27

Pengawasan Saat Anak Bermain TikTok

Saat ini, sepertinya kita tak hanya diserang oleh Corona. Tapi juga oleh wabah TikTok yang hampir mengenai semua kalangan. Namun bagaimana jika sampai anak-anak ingin ikut bermain?

Pastinya orang tua perlu menerapkan mekanisme khusus saat anak mengakses platform media sosial satu ini. Meski kesannya sekadar hiburan atau membuat video lucu-lucuan, namun banyak bahaya yang mengintai. Terlebih dari konten video yang dibuat, dapat dibagikan ke platform media sosial yang lain. Dari situ bisa terus dapat tersebar bebas. Data pribadi anak, foto, dan videonya rawan untuk disalahgunakan.

Baca juga: Hak Anak Yang Sering Dilanggar Orang Tua

Di samping itu orang tua perlu menyadari bahwa pada dasarnya TikTok memiliki aturan batasan umur pengguna.

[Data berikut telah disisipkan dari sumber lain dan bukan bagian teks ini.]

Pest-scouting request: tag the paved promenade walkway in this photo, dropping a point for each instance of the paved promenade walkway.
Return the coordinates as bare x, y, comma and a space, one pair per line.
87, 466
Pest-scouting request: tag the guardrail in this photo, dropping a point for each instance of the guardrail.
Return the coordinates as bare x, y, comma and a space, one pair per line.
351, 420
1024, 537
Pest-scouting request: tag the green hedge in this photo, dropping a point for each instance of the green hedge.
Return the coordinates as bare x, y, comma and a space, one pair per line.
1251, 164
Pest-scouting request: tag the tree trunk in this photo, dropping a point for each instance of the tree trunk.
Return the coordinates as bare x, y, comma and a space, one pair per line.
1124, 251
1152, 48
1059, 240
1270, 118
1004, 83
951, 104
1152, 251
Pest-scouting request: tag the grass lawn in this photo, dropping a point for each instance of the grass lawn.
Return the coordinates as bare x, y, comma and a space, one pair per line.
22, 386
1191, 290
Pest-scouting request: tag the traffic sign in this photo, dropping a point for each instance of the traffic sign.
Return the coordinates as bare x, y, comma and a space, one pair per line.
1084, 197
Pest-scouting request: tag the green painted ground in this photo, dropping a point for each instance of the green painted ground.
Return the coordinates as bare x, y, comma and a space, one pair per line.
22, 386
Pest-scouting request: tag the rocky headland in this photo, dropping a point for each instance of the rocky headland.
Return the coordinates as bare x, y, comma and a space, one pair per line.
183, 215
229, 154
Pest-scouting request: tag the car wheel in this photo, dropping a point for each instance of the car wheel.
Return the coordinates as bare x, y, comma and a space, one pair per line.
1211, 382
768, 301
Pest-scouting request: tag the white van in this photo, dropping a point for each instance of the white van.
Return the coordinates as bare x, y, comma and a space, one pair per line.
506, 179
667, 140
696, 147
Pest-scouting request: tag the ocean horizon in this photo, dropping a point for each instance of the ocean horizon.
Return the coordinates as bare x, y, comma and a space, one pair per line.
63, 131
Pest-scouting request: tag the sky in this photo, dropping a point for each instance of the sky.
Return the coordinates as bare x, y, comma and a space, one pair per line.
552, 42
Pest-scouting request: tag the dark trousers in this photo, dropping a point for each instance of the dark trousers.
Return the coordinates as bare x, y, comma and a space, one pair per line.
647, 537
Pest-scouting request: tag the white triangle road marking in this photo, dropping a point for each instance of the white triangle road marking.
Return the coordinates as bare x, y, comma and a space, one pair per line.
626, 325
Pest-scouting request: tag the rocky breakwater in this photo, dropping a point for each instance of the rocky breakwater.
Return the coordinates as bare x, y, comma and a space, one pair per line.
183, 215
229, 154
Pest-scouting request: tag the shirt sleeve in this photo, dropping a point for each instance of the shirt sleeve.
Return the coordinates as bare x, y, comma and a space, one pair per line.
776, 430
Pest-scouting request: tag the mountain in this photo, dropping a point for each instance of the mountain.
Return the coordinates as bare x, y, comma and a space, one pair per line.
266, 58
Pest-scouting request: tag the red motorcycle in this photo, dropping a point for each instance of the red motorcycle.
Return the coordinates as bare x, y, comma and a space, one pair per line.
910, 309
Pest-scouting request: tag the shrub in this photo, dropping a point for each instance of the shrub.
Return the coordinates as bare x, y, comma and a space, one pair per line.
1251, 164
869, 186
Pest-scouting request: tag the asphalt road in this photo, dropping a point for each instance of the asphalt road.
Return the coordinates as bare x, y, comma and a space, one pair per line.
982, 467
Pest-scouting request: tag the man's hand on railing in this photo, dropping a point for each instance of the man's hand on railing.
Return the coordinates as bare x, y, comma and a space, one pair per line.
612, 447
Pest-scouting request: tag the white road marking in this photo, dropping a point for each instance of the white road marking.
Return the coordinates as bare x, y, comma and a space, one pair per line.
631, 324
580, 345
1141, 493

Sama seperti media sosial lain. Minimal berumur 13 tahun dan bila di bawah angka tersebut ingin membuat akun mesti ada izin dari orang tua.

Maka pikir masak-masak sebelum melibatkan anak aktif dalam TikTok. Apalagi membuatkan akun khusus, mengajak anak rutin membuat konten, atau anak telah memiliki akun serta mampu mengoperasikannya sendiri. Proteksi digital dari orang tua sangat diperlukan, ketimbang di kemudian hari mendulang penyesalan. Seperti kasus anak SMP yang dikeluarkan dari sekolah karena membuat video TikTok sedang menginjak raport.

Akses bersama

Sehubungan dengan aturan yang diberlakukan, maka ada baiknya orang tua dan anak sama-sama mematuhi. Tidak membuatkan akun tersendiri. Namun, bagaimana dengan anak yang sudah terlanjur punya? Lakukan akses bersama. Jika anak belum punya, gunakan saja akun orang tua.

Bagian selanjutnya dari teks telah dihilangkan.